Our bull shark’s life begins in the murky waters of Fawtick Bayou. Full of catfish and gators, here we learn our bull shark’s speed and strength. After eating enough catfish and loot boxes full of XP, I was ready to fight my first gator. After many failed attempts of constant trigger mashing and awkward camera angles, I finally got into a rhythm of swimming away and attacking in a circling fashion. Once I completed the fetch quests of eating people, catfish, and killing the apex crocodile, I found myself busting and searching through large pipelines full of fish and cachets, providing me with lots of XP.
After searching through the bayou’s swamp waters, I then migrated into the trash waters of Dead Horse Lake.
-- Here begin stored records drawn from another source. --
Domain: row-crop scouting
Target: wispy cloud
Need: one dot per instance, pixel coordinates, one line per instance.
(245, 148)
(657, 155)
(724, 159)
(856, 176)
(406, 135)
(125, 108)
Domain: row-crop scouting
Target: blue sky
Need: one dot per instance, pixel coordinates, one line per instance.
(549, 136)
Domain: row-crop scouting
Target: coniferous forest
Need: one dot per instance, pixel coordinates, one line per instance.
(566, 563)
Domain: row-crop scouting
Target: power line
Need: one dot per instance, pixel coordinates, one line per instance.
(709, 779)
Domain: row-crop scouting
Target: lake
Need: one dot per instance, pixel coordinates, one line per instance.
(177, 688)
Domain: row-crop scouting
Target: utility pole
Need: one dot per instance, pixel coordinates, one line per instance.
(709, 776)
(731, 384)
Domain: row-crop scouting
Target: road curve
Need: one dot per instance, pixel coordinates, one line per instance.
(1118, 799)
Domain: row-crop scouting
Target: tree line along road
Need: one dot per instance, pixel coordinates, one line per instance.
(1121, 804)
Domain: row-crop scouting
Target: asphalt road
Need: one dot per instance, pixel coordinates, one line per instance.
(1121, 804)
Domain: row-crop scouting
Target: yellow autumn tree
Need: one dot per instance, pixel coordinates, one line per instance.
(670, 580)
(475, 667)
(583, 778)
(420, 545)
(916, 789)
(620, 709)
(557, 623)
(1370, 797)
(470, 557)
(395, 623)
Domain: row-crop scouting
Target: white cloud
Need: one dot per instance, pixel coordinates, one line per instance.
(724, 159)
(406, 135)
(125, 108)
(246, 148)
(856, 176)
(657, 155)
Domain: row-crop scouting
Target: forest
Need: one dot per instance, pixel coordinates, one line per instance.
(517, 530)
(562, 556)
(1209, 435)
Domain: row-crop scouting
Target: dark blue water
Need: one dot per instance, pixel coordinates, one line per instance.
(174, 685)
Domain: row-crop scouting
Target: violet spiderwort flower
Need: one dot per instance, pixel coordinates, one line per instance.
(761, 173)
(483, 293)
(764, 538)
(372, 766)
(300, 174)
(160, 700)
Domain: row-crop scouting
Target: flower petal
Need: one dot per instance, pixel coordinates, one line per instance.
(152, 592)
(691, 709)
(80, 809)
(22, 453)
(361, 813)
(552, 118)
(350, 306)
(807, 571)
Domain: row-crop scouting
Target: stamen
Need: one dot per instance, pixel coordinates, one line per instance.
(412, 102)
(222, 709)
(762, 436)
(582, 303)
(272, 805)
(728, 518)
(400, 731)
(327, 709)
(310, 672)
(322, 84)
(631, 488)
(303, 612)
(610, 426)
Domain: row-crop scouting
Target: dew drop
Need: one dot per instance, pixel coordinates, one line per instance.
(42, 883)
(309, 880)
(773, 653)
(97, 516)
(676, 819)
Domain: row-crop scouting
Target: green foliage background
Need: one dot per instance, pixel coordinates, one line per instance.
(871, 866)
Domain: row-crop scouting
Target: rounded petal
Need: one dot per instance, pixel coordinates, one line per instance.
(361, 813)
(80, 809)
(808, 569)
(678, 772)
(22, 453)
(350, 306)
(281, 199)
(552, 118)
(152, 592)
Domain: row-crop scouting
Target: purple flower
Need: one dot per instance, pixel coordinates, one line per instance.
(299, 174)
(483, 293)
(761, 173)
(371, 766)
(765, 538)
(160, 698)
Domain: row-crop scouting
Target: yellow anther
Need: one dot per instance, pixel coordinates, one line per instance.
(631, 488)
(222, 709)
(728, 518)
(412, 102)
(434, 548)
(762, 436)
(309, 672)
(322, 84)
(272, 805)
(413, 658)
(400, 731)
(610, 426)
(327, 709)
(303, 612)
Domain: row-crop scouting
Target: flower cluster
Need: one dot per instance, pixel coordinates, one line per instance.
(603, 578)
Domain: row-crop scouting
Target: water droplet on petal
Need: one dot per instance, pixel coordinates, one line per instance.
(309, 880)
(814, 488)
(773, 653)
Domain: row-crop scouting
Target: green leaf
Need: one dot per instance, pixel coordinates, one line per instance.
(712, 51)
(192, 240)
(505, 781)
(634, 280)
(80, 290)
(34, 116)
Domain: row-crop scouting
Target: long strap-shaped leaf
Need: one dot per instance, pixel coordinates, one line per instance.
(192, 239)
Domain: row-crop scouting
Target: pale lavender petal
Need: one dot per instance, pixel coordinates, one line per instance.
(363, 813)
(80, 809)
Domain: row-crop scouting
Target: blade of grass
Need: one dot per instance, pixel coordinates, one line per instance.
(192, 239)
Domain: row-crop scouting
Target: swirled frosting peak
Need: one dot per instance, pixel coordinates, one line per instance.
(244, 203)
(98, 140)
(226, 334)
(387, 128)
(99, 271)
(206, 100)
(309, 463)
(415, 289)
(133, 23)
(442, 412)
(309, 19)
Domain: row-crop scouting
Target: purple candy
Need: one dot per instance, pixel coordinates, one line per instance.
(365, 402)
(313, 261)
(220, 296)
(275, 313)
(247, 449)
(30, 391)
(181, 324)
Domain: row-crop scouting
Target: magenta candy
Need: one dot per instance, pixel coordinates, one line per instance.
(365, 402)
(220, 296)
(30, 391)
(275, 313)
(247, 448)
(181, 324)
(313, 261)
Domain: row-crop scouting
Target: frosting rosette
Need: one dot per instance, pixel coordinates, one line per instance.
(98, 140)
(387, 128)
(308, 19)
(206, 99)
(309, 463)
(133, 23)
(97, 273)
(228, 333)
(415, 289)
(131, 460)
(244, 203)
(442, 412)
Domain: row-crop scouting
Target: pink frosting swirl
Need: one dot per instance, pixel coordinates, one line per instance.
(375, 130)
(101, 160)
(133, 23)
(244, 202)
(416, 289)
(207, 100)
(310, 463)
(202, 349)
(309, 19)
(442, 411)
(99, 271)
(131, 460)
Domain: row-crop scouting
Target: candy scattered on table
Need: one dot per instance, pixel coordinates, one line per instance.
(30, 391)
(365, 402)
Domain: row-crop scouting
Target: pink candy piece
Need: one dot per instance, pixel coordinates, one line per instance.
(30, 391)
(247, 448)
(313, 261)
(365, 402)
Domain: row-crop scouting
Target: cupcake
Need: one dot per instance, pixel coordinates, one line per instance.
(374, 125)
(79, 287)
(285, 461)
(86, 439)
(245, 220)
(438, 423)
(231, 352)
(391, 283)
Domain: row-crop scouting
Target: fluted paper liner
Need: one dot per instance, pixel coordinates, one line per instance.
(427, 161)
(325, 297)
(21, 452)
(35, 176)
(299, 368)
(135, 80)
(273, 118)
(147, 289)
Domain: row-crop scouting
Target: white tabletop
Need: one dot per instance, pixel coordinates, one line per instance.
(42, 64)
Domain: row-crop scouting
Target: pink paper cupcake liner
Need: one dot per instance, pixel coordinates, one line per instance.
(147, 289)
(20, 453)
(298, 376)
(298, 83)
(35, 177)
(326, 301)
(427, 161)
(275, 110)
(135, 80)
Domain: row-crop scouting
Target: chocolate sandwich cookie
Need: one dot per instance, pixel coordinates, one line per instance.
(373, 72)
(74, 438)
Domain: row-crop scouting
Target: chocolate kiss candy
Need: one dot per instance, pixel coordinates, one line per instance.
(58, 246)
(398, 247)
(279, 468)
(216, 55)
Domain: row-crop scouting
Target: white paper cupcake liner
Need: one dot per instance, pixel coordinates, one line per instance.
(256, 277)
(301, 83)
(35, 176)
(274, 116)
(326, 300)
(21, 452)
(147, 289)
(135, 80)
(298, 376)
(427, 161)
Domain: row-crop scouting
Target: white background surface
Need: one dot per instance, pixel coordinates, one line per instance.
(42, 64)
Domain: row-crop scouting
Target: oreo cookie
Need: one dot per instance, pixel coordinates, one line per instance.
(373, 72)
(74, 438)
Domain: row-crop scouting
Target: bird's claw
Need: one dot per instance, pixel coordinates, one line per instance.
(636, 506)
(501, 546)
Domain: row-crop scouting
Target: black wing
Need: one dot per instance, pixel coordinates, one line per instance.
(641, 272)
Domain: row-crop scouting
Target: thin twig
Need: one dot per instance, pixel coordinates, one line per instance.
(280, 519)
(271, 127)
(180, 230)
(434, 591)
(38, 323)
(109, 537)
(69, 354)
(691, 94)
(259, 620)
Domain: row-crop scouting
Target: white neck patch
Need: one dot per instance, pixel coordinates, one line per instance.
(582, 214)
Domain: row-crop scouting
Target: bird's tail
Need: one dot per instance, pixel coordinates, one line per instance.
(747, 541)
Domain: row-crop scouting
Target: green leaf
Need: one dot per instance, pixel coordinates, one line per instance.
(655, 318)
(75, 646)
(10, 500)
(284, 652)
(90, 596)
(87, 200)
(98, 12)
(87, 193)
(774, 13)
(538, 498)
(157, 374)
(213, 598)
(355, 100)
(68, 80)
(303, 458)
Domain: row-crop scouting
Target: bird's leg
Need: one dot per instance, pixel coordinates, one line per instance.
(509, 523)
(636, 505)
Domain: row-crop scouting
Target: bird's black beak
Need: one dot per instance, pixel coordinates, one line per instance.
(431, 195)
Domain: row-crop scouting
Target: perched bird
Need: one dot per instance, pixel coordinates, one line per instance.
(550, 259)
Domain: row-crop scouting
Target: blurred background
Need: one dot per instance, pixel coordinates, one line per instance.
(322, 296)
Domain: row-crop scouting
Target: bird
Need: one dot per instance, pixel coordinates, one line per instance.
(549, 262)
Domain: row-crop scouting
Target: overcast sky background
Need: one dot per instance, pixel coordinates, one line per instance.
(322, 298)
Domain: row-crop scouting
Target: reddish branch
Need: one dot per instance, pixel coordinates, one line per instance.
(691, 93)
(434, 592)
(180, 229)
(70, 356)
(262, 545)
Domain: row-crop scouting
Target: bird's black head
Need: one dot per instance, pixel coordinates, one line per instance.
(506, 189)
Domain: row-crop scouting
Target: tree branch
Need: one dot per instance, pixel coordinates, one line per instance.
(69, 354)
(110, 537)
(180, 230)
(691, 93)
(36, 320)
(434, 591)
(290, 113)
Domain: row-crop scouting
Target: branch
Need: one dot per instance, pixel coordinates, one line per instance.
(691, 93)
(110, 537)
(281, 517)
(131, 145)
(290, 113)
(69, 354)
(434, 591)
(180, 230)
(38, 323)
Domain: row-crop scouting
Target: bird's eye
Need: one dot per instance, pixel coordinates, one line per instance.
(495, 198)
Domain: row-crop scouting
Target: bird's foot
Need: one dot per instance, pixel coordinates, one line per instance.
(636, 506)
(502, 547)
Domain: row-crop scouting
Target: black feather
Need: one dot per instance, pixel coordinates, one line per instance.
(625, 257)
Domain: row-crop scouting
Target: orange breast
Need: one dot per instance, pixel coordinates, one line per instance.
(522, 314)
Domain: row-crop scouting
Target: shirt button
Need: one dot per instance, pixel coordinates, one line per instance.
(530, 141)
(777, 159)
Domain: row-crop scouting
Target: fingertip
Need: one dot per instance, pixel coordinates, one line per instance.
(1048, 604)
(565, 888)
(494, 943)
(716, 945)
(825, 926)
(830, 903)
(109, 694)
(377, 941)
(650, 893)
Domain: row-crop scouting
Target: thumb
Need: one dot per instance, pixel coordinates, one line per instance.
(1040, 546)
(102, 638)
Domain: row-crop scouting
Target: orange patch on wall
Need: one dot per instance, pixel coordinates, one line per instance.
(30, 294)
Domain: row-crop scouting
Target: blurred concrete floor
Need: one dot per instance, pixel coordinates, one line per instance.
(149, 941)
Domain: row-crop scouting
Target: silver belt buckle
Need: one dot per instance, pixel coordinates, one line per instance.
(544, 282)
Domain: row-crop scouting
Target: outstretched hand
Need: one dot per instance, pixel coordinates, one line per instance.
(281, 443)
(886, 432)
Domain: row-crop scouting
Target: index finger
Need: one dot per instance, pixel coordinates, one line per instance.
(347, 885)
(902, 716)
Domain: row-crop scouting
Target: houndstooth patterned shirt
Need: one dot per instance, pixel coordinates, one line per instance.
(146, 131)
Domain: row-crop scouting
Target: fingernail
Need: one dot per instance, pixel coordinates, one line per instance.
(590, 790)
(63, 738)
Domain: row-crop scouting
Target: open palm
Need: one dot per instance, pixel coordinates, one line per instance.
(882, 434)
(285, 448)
I was slightly disappointed as I was ready for crystal blue ocean waters but was greeted with polluted green waters. Here the barracudas and mako sharks were aggressive and aggravating. After a few more quests of eating grouper and catfish, my baby bull shark grew into a teen. Being a teen shark made the barracudas and mako sharks look like a snack. Each upgrade throughout the game makes you feel more powerful than before.
The combat in Maneater can be frustrating at times. With a Grand Theft Auto mindset, once you have killed enough people, the shark hunters come out (Acting as police). Jumping out of the water to kill the hunters can be overwhelming as many boats are surrounding you with guns and harpoons. Often the camera gets confused on which target you are hitting because there is no auto-lock. There is only a refocus button that quickly switches the camera to the closest enemy. When the threat meter rises, more boats and hunters appear, which makes the game lag while trying to attack.
Once you have reached a certain threat level, big named shark hunters become aware and begin hunting you. There are ten big-name hunters, not including Scaly Pete. Once killed, each hunter provides you with a new ability like bio shock teeth, or bio shock fins, eventually evolving the shark into a bio mutant killer. When I chewed my way through the trash-filled waters of Dead Horse Lake, I had reached the adult stage of the bull shark’s life and swam to the crystal-clear waters of Golden Shores and Sapphire Bay. With more fetch quests of eating local fish and killing apex predators, I made my way through each level which started feeling repetitive.
Overall, Maneater provides the opportunity to become something that not all games do, a man-eating bull shark. Its joke telling narrator adds a special spark to the story along the way. Controls can be aggravating as the camera is sometimes insubordinate. High threat levels from killing, bring more boats, which brings more lag. Even through the frustration, Maneater has a lot to offer. I found myself constantly wanting to explore the large sea. The open gulf waters are clear and surreal to see the seals, orcas, and hammerhead sharks swimming the seas.